Search code examples
c#html-agility-packselectnodes

How can I get this text from h4?


(Sorry about my english, I'm brazilian)

I'm trying to get the InnerText from a h4 tag using the HtmlAgilityPack, I managed to get that type of value in 3 of 4 tags in the web site that I need. But the last one is the most important and it just returns an empty value.

Is it possible, that the structure of how the website was build requires a different way to get this value?

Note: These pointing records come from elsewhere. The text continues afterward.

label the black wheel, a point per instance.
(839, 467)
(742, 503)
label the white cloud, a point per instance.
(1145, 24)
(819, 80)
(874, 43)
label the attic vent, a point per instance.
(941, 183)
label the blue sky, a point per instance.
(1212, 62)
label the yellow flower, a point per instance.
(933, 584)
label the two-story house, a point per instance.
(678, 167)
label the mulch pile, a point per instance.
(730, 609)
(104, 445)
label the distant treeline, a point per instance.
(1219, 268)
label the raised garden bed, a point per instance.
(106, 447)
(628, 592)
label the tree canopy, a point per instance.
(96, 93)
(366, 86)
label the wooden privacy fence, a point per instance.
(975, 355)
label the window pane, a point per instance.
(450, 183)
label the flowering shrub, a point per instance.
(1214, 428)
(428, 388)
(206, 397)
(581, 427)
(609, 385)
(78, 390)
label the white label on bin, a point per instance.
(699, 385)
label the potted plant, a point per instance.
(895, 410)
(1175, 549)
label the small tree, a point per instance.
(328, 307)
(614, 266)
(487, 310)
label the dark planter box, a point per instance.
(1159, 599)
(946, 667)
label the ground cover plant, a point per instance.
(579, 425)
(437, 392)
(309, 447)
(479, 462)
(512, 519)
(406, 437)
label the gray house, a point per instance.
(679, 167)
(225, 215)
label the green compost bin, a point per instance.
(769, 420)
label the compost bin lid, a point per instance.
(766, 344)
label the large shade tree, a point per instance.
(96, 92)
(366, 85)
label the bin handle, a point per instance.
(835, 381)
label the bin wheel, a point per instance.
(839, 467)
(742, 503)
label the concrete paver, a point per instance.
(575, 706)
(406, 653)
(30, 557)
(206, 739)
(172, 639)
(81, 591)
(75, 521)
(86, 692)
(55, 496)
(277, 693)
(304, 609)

This is the specific h4 that I'm trying to extract InnetText ("356.386.496,02"):

<h4 class="text-black--opacity-60 fs-20 fs-sm-42 fs-lg-40 w-100 mt-3">
<span class="align-middle fs-12 fs-lg-12 pr-4">R$</span>
"356.386.496,02"
</h4>

I've tried this:

HtmlDocument htmlDocument = new HtmlDocument();
htmlDocument.LoadHtml(data);

var nodes = htmlDocument.DocumentNode.SelectNodes("//h4[@class='text-black--opacity-60 fs-20 fs-sm-42 fs-lg-40 w-100 mt-3']");

foreach (var node in nodes)
{
    Console.WriteLine(node.InnerText);
}
//Result in console:
//=> 

Note that the SelectNodes method doesn't return null, it find the h4 node perfectly, but the InnerText value is "".


Solution

  • try to replace "356.386.496,02" with 356.386.496,02 or with ""356.386.496,02""
    this solution should be work

    public static void Main()
        {
            var html = 
            @"<h4 class=""text-black--opacity-60 fs-20 fs-sm-42 fs-lg-40 w-100 mt-3"">
    <span class=""align-middle fs-12 fs-lg-12 pr-4"">R$</span>
    ""56.386.496,02""
    </h4>";
    
            var htmlDoc = new HtmlDocument();
            htmlDoc.LoadHtml(html);
    
            var htmlNodes = htmlDoc.DocumentNode.SelectNodes("//h4[@class='text-black--opacity-60 fs-20 fs-sm-42 fs-lg-40 w-100 mt-3']");
    
            foreach (var node in htmlNodes)
            {
    
                Console.WriteLine(node.InnerText);
            }
        }